Beauty in the midst of disaster. The weather continues to be cool and wet, so the peonies are HUGE and, miraculously, their support ring is keeping them off the ground. But the bees are still struggling with illness. To keep exposure to chalkbrood spores at a minimum, we clean up larvae they've undertaken everyday.
We also saw a varroa mite last week, on the underside of a worker, so we gave them a patty of homemade bee bread – a grease patty with some pollen that we nabbed at the farm mixed in. Hopefully the tea tree oil will have an affect, because having mites means the bees are susceptible to a host of diseases.
We suspect that, in addition to chalk, the bees have a virus, DWV. From a post on one of the forums "Deformed Wing Virus, like other viruses, lives quite happily in happy adult bees...no problems. Along comes a varroa and and sucks up some infected hemolymph. In it's second move, it carries this virus to a 7/8 day old larva and infects it. The virus then interupts wing development and other healthy formation of this larva." The drone we saw dragged out of the hive yesterday did not have the parasite on him, but no way was he ever going to fly.
The literature indicates that the virus is present in all hives.
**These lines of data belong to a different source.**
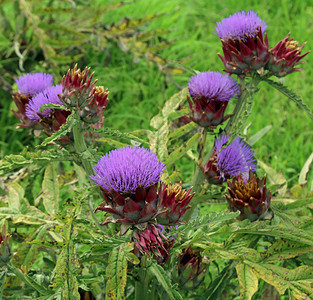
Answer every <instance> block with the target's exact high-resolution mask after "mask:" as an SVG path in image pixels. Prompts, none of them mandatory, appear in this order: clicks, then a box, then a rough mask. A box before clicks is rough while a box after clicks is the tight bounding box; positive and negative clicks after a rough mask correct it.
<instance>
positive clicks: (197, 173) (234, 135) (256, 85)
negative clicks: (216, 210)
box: [184, 76, 261, 221]
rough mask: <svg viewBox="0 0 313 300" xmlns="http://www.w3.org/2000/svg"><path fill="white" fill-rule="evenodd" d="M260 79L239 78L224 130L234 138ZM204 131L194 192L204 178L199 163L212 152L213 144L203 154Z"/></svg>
mask: <svg viewBox="0 0 313 300" xmlns="http://www.w3.org/2000/svg"><path fill="white" fill-rule="evenodd" d="M260 81H261V78H260V77H259V76H254V77H253V78H252V79H251V81H250V82H246V80H245V79H244V78H240V90H241V94H240V96H239V98H238V101H237V103H236V106H235V109H234V113H233V115H232V117H231V118H230V120H229V121H228V123H227V125H226V127H225V129H224V132H225V133H226V134H230V135H232V138H235V137H236V135H237V134H238V133H239V132H240V131H241V129H242V127H243V126H244V125H245V124H246V121H247V120H248V118H249V116H250V114H251V110H252V100H253V96H254V94H255V93H256V92H257V85H258V83H259V82H260ZM205 134H206V131H203V132H202V138H201V140H200V141H199V146H198V151H199V160H198V164H197V165H196V169H195V172H194V174H193V178H192V183H191V185H192V187H193V188H192V191H193V192H194V193H199V192H201V184H202V182H203V180H204V175H203V173H202V171H201V170H200V168H199V165H200V164H203V165H205V164H207V162H208V161H209V159H210V157H211V156H212V154H213V150H214V145H213V147H212V149H211V150H210V151H209V152H208V154H207V155H205V156H204V145H205V138H206V135H205ZM194 209H195V207H194V206H192V207H191V208H190V209H189V210H188V211H187V212H186V214H185V216H184V220H185V221H189V220H190V218H191V215H192V213H193V211H194Z"/></svg>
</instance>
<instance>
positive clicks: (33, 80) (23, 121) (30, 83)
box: [13, 73, 53, 127]
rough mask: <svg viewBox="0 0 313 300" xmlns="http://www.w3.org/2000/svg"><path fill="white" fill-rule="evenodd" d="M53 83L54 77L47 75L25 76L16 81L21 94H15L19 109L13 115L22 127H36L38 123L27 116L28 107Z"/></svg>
mask: <svg viewBox="0 0 313 300" xmlns="http://www.w3.org/2000/svg"><path fill="white" fill-rule="evenodd" d="M52 82H53V77H52V75H50V74H46V73H33V74H25V75H22V76H20V77H19V78H18V79H17V80H16V84H17V87H18V89H19V92H14V94H13V100H14V102H15V104H16V107H17V111H14V110H13V113H14V114H15V116H16V117H17V118H18V119H19V120H20V122H21V124H19V126H20V127H34V125H35V123H36V122H34V121H33V120H30V119H28V118H27V116H26V114H25V112H26V106H27V104H28V102H29V100H30V99H31V98H32V97H33V96H35V95H36V94H38V93H40V92H42V91H43V90H45V89H46V88H48V87H50V86H51V85H52Z"/></svg>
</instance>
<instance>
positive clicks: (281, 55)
mask: <svg viewBox="0 0 313 300" xmlns="http://www.w3.org/2000/svg"><path fill="white" fill-rule="evenodd" d="M289 37H290V33H288V34H287V36H286V37H285V38H284V39H283V40H282V41H280V42H278V43H277V45H276V46H275V47H274V48H273V49H270V54H271V57H270V60H269V62H268V69H269V70H270V72H271V73H273V74H274V75H275V76H278V77H282V76H285V75H287V74H290V73H293V72H295V71H300V69H299V68H295V66H296V65H298V64H301V63H302V62H300V60H301V59H302V58H303V57H305V56H306V55H307V54H309V53H310V51H308V52H306V53H304V54H302V55H301V51H302V49H303V47H304V46H305V44H306V43H304V44H302V45H299V43H298V42H297V41H294V40H293V39H292V38H289Z"/></svg>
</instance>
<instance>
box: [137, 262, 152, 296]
mask: <svg viewBox="0 0 313 300" xmlns="http://www.w3.org/2000/svg"><path fill="white" fill-rule="evenodd" d="M146 264H147V257H146V256H143V257H142V258H141V264H140V267H141V268H140V269H139V271H138V276H137V277H138V280H137V281H136V283H135V300H146V299H151V293H150V292H149V282H150V279H151V278H150V276H149V274H148V273H147V271H146V267H147V266H146Z"/></svg>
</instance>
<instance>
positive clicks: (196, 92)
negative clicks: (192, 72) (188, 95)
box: [188, 71, 240, 102]
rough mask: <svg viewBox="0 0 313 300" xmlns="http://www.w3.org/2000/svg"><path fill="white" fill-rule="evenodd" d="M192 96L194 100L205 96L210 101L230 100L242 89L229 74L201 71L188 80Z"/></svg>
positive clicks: (238, 92)
mask: <svg viewBox="0 0 313 300" xmlns="http://www.w3.org/2000/svg"><path fill="white" fill-rule="evenodd" d="M188 88H189V93H190V96H191V98H192V99H193V100H195V99H196V98H198V97H204V98H206V99H207V100H208V101H222V102H224V101H229V100H230V99H231V98H232V97H234V95H236V94H237V93H239V91H240V89H239V86H238V84H237V82H236V81H235V80H234V79H232V78H231V77H230V76H229V75H227V74H222V73H220V72H218V71H216V72H200V73H199V74H197V75H195V76H192V77H191V78H190V80H189V82H188Z"/></svg>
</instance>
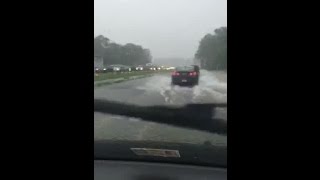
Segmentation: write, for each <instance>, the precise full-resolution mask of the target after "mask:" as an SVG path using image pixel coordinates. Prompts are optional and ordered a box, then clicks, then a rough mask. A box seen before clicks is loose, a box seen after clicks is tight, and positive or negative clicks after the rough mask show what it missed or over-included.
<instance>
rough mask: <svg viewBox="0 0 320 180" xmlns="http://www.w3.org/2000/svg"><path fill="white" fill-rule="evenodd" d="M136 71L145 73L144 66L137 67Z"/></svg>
mask: <svg viewBox="0 0 320 180" xmlns="http://www.w3.org/2000/svg"><path fill="white" fill-rule="evenodd" d="M135 70H136V71H143V66H136V67H135Z"/></svg>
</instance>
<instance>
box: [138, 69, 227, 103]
mask: <svg viewBox="0 0 320 180" xmlns="http://www.w3.org/2000/svg"><path fill="white" fill-rule="evenodd" d="M219 75H220V76H221V74H219ZM225 79H226V78H225ZM137 89H143V90H145V91H153V92H157V93H160V94H161V96H162V97H163V98H164V100H165V102H166V103H167V104H173V105H183V104H188V103H224V102H227V82H222V81H220V80H219V79H218V78H217V77H216V75H215V74H214V73H213V72H208V71H205V70H202V71H201V75H200V82H199V85H198V86H195V87H192V88H189V87H180V86H171V78H170V76H163V75H159V76H154V77H152V78H150V79H148V81H146V82H145V84H144V85H143V86H139V87H137Z"/></svg>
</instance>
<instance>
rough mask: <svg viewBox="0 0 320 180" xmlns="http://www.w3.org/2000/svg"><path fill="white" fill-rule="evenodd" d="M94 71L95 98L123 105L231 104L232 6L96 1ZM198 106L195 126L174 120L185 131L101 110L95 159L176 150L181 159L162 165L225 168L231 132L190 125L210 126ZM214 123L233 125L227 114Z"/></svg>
mask: <svg viewBox="0 0 320 180" xmlns="http://www.w3.org/2000/svg"><path fill="white" fill-rule="evenodd" d="M195 65H196V66H198V67H199V71H198V68H197V72H194V73H193V72H191V73H183V72H182V73H176V72H177V71H195ZM94 67H95V72H94V98H95V99H98V100H108V101H112V102H116V103H120V104H122V105H123V107H125V106H126V105H134V106H136V107H139V108H147V107H153V106H157V107H158V106H159V107H170V108H171V107H173V108H182V107H185V106H187V105H196V104H197V105H203V104H227V1H226V0H198V1H189V0H94ZM105 67H106V68H105ZM138 67H143V68H138ZM119 108H121V106H119ZM197 108H200V109H199V110H190V111H189V113H191V114H192V118H193V119H192V120H189V119H188V120H187V118H186V117H185V116H183V114H182V115H181V114H179V113H177V114H175V115H173V116H172V117H174V118H173V119H172V121H174V122H180V125H172V124H170V123H162V122H161V121H158V122H150V121H147V120H150V119H152V118H155V117H153V114H151V115H150V116H149V117H147V116H141V117H140V115H135V116H133V115H132V116H131V115H128V114H130V113H131V114H134V113H135V110H136V109H133V110H128V109H123V113H125V112H127V111H128V112H129V113H127V114H126V115H120V114H113V113H101V112H94V140H95V143H96V144H102V145H101V146H99V148H100V149H99V148H98V146H95V158H97V159H99V158H101V159H108V158H110V159H130V158H131V159H138V160H140V161H144V160H145V161H148V160H150V158H151V157H150V156H143V155H141V156H140V155H137V154H136V152H134V151H133V150H132V149H131V148H153V149H171V150H177V151H179V153H180V158H178V159H170V158H169V159H168V158H164V157H161V158H162V159H161V160H163V161H166V160H168V161H176V162H180V161H181V160H183V161H184V163H199V164H201V163H207V164H212V165H213V166H224V167H225V166H226V163H227V158H226V152H227V134H221V133H215V132H208V131H202V130H201V129H195V128H192V127H191V128H189V127H187V125H186V124H187V121H188V122H189V121H190V122H192V123H193V124H194V125H196V124H201V123H204V122H203V120H202V118H203V116H204V115H203V114H201V110H202V109H201V108H202V107H201V106H197ZM161 112H162V113H163V114H165V113H167V112H165V110H163V111H161ZM157 113H159V112H157ZM136 114H137V113H136ZM159 117H162V114H160V115H159ZM190 117H191V116H190ZM148 118H150V119H148ZM212 119H219V120H223V121H224V122H225V123H227V108H226V107H219V108H216V109H215V110H214V113H213V115H212ZM160 120H161V118H160ZM167 120H168V119H166V118H163V122H165V121H167ZM190 122H189V123H190ZM203 125H204V124H203ZM204 126H205V125H204ZM101 148H102V149H101ZM98 152H101V153H98ZM129 156H130V158H129ZM195 157H199V158H195Z"/></svg>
Since we can't keep it out of the hive, and most agree that DWV is spread via Varroa, the goal is to keep the virus from infecting the brood. If we can get rid of the Varroa, we can protect the brood from further infection.
We're going to give the grease patty some time to work, and speak with Marty as well. Our guess is that he'll tell us to cut out all the drone comb and maybe even re-queen, but we'll see.